Kering a atteint fin 2021 l’un des objectifs principaux qu’elle s’était fixée pour 2025: -40% de réduction de son empreinte environnementale en intensité. Quelques 92% d’ENR (utilisation d’énergies nouvelles ou recyclables) ont également été atteint par ses sites de production et 100% d’«or éthique» est utilisé dans leurs approvisionnements.

Cartier communique aussi des résultats prometteurs: l’objectif de réduction des émissions CO2 de -46% (sur les Scope 1 et 2 du bilan carbone, ndlr) fixé pour 2025, est déjà atteint, celui de continuer à les réduire de 10% supplémentaires chaque année est en bonne voie. Toutes les boutiques et manufactures de l’entreprise sont certifiés LEED Gold au minimum, l’un des critères les plus exigeants en matière de bâtiments éco-responsables.

Le «luxe frugal» au coeur des réflexions

La Directrice du développement durable de Kering partage ses espoirs quant au destin de cette initiative commune: «Réunir la masse critique pour atteindre le fameux «point d’inflexion» qui va totalement changer la chaîne d’approvisionnement. Réussir à être présents sur tous les continents pour que le message se diffuse dans le monde entier. Mais ma crainte est de ne pas arriver à convaincre assez rapidement.»

Où en est la Watch & Jewellery Initiative 2030?

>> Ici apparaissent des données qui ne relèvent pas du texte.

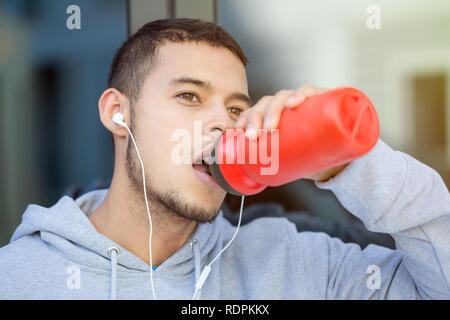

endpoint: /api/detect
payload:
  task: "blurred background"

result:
[0,0,450,246]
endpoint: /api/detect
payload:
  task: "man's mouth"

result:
[192,159,221,189]
[192,159,212,177]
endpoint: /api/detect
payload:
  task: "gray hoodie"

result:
[0,140,450,299]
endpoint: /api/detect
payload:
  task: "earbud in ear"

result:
[112,112,127,127]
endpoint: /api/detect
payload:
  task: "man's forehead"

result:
[153,42,248,94]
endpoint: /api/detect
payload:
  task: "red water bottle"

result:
[209,87,380,195]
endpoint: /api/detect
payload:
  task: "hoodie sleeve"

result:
[308,140,450,299]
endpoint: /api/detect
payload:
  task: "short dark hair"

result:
[108,18,248,105]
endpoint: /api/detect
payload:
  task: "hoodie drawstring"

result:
[108,247,120,300]
[191,239,201,300]
[108,239,201,300]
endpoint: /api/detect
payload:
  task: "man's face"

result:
[127,42,250,222]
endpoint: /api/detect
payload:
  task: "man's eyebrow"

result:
[169,77,253,107]
[227,92,253,108]
[169,77,211,89]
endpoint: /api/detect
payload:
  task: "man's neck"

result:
[89,178,197,266]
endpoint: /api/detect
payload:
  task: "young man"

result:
[0,19,450,299]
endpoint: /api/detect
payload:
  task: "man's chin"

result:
[157,190,223,223]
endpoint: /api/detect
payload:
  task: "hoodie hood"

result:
[11,189,234,297]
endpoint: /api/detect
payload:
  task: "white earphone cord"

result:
[125,126,156,300]
[122,114,245,300]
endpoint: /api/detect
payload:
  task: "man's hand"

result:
[236,85,348,182]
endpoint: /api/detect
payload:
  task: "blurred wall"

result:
[0,0,127,246]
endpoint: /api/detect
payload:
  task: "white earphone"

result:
[112,112,245,300]
[112,112,128,128]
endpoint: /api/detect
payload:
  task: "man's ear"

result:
[98,88,130,137]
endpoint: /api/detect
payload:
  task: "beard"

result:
[126,128,220,223]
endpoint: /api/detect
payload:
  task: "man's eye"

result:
[177,92,199,102]
[228,107,244,117]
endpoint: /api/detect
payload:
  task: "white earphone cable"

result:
[113,113,245,300]
[192,195,245,300]
[125,123,156,300]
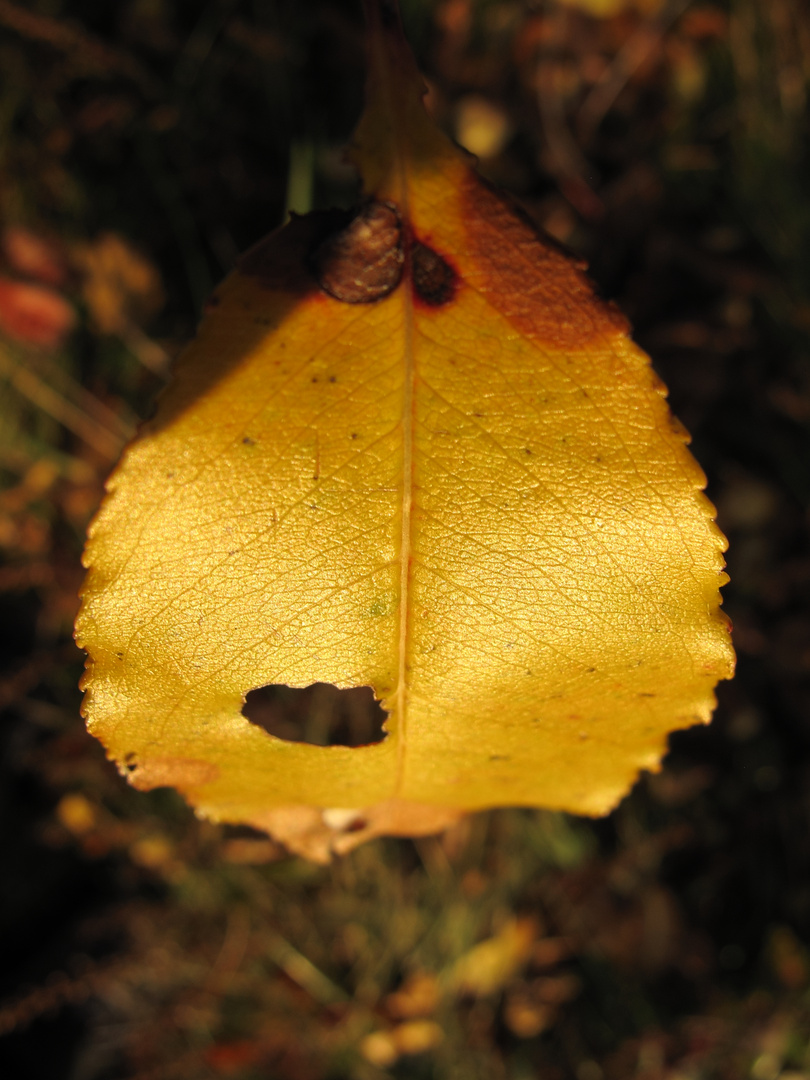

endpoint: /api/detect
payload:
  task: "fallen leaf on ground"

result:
[78,0,733,860]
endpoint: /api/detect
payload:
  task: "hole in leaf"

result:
[242,683,388,746]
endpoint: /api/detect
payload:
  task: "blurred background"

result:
[0,0,810,1080]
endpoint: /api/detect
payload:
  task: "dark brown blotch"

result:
[312,202,405,303]
[411,240,457,308]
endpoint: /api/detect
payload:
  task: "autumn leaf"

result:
[78,5,733,858]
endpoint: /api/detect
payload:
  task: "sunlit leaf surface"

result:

Le président de Cartier, philosophe, ajoute: «L’espoir est bien entendu d’atteindre les objectifs le plus vite possible et de multiplier les adhésions, mais j’aimerais aller plus loin. Pourquoi ne pas imaginer un Beautifully ou un Environment-Friendly Swiss made? Un luxe frugal est possible. L’horlogerie en est capable en consommant peu de matières premières, en produisant des montres faciles d’entretien et transmissibles sur des générations. La joaillerie aussi. Mon espoir est que la filière devienne propre et transparente le plus rapidement possible. Que la sobriété devienne la norme et que l’humain et l’environnement soient toujours placés au centre des préoccupations. Ma plus grande crainte est la lenteur car le temps presse. Il faut se dépêcher de consommer plus lentement.»

«Pourquoi ne pas imaginer un Environment-Friendly Swiss made? Un luxe frugal est possible. Il faut se dépêcher de consommer plus lentement...»

La notion est posée: le luxe frugal. L’initiative 2030 arrivera-t-elle à rallier cette masse critique nécessaire au changement de paradigme inévitable? Les engagements pris, les objectifs fixés par les deux fondateurs sont en tout cas ambitieux et les moyens pour y arriver tout autant. «Rejoignez-nous pour avoir plus d’impact. Il est temps d’agir ensemble!»: c’est le message adressé par Marie-Claire Daveu à l’industrie. «Il s’agit d’une course contre-la-montre collective, enchaîne Cyrille Vigneron. Nous avons besoin de toute la profession pour aller plus vite. C’est possible. Nous pouvons le faire ensemble. Allons-y!»